Ну надо же, думаю, а я его и не читал. Пришлось топать в сотый на Горького[34], чтобы, стоя у прилавка, листать солидный (масштаб же!) том Поделкова. И уж на то, чтобы этот масштаб не поприветствовать, ума у меня все-таки хватило. А в самоучителе литературного поведения, которым я руководствовался, появилось очередное правило – можно писать только о книгах, которые ты либо уже купил за собственный счет и по собственной воле, либо еще только мечтаешь положить на свою прикроватную тумбочку.

* * *

Живя еще в Ростове, но печатаясь уже в столице, я стал приобретать некоторую даже известность в узком, но шумном (тогда, тогда!) кругу местных литераторов. Местная партийная газета «Молот»[35] даже уделила моей нескромной персоне целый абзац. До сих пор помню. Да и как забудешь, если сказано было – цитирую навскидку: «В славном эскадроне донских писателей появилась еще одна критическая сабля».

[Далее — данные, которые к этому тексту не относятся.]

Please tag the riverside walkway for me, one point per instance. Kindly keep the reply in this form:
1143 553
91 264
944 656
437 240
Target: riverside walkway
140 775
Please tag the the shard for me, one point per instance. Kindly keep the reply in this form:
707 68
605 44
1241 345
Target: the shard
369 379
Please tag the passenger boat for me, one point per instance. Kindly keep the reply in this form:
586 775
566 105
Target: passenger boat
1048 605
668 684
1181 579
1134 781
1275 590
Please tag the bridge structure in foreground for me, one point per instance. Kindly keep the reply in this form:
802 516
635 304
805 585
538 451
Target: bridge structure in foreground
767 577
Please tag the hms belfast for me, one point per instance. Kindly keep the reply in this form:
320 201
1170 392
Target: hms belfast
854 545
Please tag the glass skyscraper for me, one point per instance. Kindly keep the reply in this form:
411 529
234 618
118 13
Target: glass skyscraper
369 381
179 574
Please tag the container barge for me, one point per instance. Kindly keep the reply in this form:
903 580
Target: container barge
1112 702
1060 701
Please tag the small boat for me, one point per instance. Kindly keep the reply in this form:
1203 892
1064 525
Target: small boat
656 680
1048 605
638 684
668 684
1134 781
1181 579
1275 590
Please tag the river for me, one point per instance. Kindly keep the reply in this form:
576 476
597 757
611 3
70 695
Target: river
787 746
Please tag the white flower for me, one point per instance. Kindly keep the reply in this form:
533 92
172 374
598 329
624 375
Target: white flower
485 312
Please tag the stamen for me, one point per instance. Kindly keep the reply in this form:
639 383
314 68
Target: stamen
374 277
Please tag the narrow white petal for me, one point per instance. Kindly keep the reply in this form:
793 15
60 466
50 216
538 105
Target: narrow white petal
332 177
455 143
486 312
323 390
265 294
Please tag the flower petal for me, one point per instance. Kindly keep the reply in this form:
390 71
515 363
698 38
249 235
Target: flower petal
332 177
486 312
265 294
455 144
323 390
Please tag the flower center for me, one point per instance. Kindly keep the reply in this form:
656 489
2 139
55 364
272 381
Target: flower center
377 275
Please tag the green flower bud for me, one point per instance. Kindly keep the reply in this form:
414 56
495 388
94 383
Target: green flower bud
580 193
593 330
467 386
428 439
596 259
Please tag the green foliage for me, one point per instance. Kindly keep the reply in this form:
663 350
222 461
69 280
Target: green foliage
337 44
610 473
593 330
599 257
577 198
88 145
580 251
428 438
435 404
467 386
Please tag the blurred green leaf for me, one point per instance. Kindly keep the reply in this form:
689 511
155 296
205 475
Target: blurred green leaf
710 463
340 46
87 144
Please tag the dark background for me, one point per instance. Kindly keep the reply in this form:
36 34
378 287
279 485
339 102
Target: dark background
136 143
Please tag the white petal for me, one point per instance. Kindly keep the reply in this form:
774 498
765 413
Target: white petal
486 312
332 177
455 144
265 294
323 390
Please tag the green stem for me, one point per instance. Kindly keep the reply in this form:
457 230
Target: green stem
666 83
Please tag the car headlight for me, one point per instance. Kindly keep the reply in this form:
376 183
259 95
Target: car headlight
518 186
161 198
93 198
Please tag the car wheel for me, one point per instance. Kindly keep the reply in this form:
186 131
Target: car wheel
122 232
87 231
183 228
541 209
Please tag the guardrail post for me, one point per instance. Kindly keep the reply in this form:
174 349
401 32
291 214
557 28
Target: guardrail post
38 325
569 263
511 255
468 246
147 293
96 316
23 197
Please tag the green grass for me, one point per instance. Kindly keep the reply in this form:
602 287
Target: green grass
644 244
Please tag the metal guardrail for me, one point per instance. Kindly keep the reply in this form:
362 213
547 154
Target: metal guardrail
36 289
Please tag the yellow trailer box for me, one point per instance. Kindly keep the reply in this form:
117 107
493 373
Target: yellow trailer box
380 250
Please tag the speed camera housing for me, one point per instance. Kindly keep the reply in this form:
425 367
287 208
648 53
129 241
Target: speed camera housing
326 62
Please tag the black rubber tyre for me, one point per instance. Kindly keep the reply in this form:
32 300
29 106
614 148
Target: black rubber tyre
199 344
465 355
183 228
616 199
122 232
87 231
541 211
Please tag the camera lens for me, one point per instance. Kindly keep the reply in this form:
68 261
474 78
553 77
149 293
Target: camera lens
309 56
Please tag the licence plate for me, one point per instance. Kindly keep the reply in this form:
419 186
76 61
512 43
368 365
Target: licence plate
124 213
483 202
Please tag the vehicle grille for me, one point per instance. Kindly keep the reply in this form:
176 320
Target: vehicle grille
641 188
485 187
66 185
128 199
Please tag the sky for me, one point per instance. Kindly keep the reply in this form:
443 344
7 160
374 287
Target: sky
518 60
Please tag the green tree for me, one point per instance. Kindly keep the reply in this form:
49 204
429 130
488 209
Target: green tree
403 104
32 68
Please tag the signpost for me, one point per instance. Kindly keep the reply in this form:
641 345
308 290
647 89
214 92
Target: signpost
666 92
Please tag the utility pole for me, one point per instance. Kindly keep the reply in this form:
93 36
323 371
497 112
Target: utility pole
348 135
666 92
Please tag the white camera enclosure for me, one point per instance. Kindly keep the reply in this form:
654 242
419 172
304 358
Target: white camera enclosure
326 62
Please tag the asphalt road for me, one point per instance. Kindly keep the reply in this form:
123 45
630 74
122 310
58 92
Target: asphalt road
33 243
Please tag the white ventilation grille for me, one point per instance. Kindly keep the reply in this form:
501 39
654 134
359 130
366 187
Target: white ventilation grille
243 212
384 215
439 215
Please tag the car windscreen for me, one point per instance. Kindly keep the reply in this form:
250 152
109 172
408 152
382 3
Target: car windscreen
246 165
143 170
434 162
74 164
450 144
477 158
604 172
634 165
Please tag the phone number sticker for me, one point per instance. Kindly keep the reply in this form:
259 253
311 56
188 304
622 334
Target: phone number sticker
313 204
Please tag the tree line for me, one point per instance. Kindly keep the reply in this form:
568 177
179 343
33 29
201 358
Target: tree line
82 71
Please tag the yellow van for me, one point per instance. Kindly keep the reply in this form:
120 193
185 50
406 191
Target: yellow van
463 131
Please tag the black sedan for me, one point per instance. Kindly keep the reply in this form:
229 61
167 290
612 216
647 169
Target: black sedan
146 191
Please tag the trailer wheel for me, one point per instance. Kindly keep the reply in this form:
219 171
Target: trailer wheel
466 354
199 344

Причем слова «еще одна» были, как все понимали, типичной для партийно-советской печати гиперболой. Критиков на Дону как тогда не водилось, так и позже они, кажется, не произросли. Поэтому местные мастера поэзии и прозы начали охотиться именно за мною – не потому, что я стал таким уж хорошим критиком, а потому, что был единственным, других нету.

Они охотились, я прятался, видя даже известную доблесть в том, чтобы ни словом не обмолвиться об окружавшем меня – и не то чтобы очень гадком, но каком-то безнадежно сереньком – региональном ландшафте. Тоже, знаете ли, своего рода эмиграция – из постылой малой родины в вымечтанную и желанную, общероссийскую.

Хотя, признаюсь, случалось и мне оскоромиться. Напечатал я, например, в Ростовской молодежке, где тогда служил, обзор поэтического раздела журнала «Дон» – вполне никакой, поскольку и те немногие цветы моего злоречия, что в нем были, начальство выпололо. Опасаться, следовательно, нечего – и вдруг шум, гам, скандал, вызывают, и не куда-нибудь, а в обком партии[36], и это, по нормам тех прекрасных лет, означало неприятности не только для меня, автора, но и для ни в чем не повинного редактора газеты.

Являюсь, куда зван, а мне и говорят: «Вот Виктор Александрович заявление на вас подал. Докладывает, что вы его, товарищ критик, грубо оскорбили». И Виктор Александрович тут же сидит, в упор на меня смотрит. Фронтовик, старейшина нашего эскадрона, грудь в орденских колодках, а стихи ни к черту. «Извините, – отвечаю, – но я ведь о подборке Виктора Александровича вообще, кажется, ничего не написал. Ни одного слова, тем более оскорбительного…»

«Вот то-то, вот-то оно и есть – вскричал оскорбленный поэт, – что ты, сопляк, мою подборку даже не заметил». И – старый человек, фронтовик – тут же в кабинете картинно разрыдался.

С тех пор я так и помню: поэты могут критику простить что угодно, кроме равнодушия к их стихам.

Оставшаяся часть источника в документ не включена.